Using numactl did not help with allocating memory from pmem. Is it not possible to access pmem memory with CUDA API?

hiwot · September 28, 2021, 4:03pm

for example if we use cudaMallocManaged for the following simple example code

__global__ void add(size_t n, float *x, float *y1, float *y2)
{
  int index = blockIdx.x * blockDim.x + threadIdx.x;
  int stride = blockDim.x * gridDim.x;
  for (int i = index; i < n; i += stride)
    x[i] = y1[i] + y2[i];
}

int main(){

  size_t N = 10000000000;

  float *x, *y1, *y2;

  cudaMallocManaged(&x,N*sizeof(float));
  cudaMallocManaged(&y1,N*sizeof(float));
  cudaMallocManaged(&y2,N*sizeof(float));


  for (int i = 0; i < N; i++) {
    x[i] = 0;
    y1[i] = 1.0f;
    y2[i] = 2.0f;
  }


  int blockSize = 256;
  size_t numBlocks = (N + blockSize - 1) / blockSize;
  add<<<numBlocks, blockSize>>>(N, x, y1, y2);

  cudaDeviceSynchronize();

    cudaFree(x);
    cudaFree(y1);
    cudaFree(y2);
    return 0;
}

and run it with numactl --membind= the memory allocated with cudaMallocManaged won’t utilize the pmem node, is it possible to use pmem in this scenario?

njuffa · September 28, 2021, 10:06pm

This is really an operating system question, so a Linux forum is likely a better venue for your question.

As far as I know (and you should be able to confirm with a logging utility like strace) cudaMallocManaged is just a wrapper around a bunch of system calls, mostly mmap.

Searching around the internet, I find various discussions how pmem can be use in lieu of regular DRAM, how to select pmem with numactl, etc but best I can tell this seems to be work in progress.
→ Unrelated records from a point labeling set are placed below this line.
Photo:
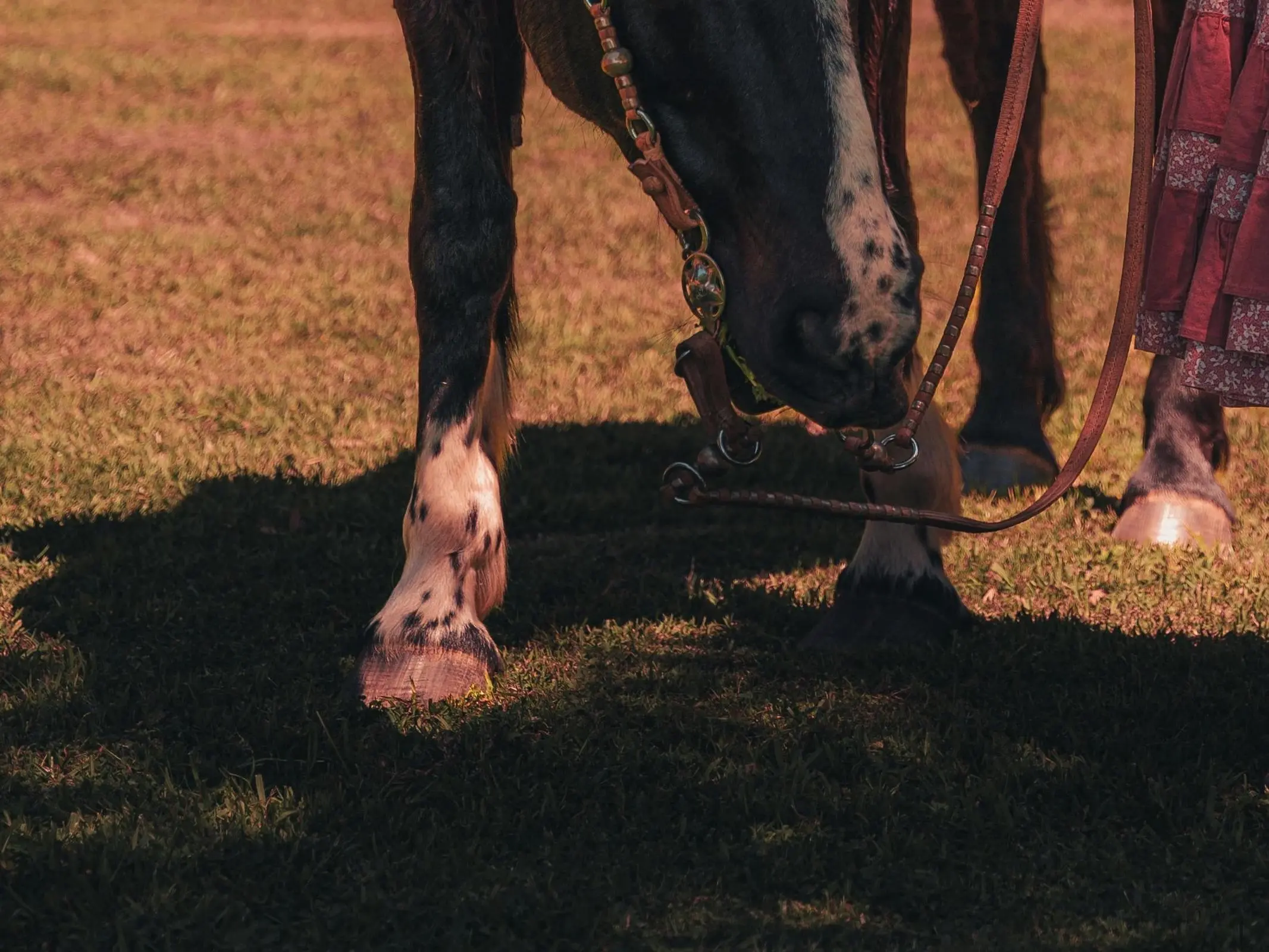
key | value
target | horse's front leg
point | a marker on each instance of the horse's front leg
(428, 641)
(1173, 497)
(894, 592)
(1020, 378)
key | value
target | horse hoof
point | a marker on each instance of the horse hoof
(432, 676)
(1003, 469)
(861, 625)
(1173, 519)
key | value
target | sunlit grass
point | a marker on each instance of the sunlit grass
(207, 399)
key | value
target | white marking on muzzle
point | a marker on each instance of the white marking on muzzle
(861, 224)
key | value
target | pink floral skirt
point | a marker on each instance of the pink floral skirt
(1206, 296)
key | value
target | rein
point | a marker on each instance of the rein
(701, 359)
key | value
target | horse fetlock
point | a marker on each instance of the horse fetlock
(894, 592)
(428, 641)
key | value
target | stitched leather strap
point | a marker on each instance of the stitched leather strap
(1121, 331)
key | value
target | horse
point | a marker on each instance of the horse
(787, 122)
(1020, 376)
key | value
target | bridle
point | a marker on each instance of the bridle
(701, 359)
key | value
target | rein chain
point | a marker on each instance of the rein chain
(700, 359)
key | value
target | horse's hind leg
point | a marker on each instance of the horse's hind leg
(1173, 496)
(1013, 342)
(469, 70)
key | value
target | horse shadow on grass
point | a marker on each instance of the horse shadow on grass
(664, 771)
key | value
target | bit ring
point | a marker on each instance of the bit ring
(690, 469)
(909, 461)
(722, 449)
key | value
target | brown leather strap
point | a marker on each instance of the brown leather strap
(662, 183)
(1117, 349)
(1009, 125)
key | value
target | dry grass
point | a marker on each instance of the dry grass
(206, 392)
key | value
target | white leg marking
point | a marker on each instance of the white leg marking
(905, 554)
(428, 640)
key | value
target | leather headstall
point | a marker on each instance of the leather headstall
(702, 359)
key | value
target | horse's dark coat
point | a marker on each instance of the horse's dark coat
(811, 217)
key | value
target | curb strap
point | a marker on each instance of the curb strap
(1112, 367)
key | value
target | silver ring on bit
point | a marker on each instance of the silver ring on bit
(909, 461)
(730, 459)
(688, 468)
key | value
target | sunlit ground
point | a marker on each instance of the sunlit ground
(207, 399)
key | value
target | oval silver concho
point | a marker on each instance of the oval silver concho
(704, 290)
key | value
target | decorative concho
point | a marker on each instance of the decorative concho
(704, 290)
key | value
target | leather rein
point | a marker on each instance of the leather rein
(701, 359)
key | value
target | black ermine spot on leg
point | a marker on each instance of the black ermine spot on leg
(421, 636)
(472, 640)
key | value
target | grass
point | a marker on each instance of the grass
(206, 404)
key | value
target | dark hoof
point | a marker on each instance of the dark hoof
(1003, 469)
(432, 676)
(1173, 519)
(862, 624)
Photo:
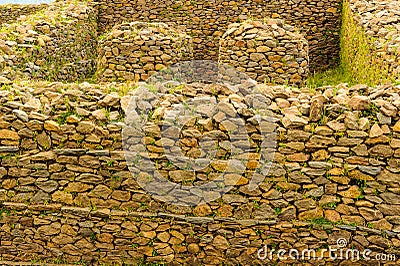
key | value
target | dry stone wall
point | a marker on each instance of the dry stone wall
(206, 21)
(56, 43)
(268, 51)
(68, 196)
(11, 12)
(134, 51)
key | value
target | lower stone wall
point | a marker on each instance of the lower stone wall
(56, 43)
(268, 51)
(51, 233)
(67, 193)
(370, 51)
(9, 13)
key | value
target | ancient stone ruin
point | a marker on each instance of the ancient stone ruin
(135, 51)
(269, 51)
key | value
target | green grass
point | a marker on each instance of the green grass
(360, 62)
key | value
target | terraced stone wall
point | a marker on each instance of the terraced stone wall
(56, 43)
(135, 51)
(67, 194)
(206, 21)
(370, 50)
(267, 51)
(9, 13)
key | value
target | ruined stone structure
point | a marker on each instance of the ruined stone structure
(268, 52)
(206, 21)
(134, 51)
(68, 195)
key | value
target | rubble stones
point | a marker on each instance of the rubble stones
(246, 46)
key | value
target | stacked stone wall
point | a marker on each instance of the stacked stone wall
(68, 195)
(206, 21)
(370, 45)
(9, 13)
(268, 52)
I don’t see any confirmation that at present pmem can be used completely transparently as system memory. But then I am not a Linux specialist and not necessarily familiar with the state of the art.

Yuki_Ni · February 15, 2022, 5:37am

Hi @ hiwot ,

I was following the ticket 3390407 you reported internally . Could you please refer to If you have a problem, PLEASE read this first to collect us a nvidai-bug-report which is requested by our engineers ? I’ll notify you a google Driver link to upload system log in case there is any security concerns . Please pay attention to our system emails. Thanks.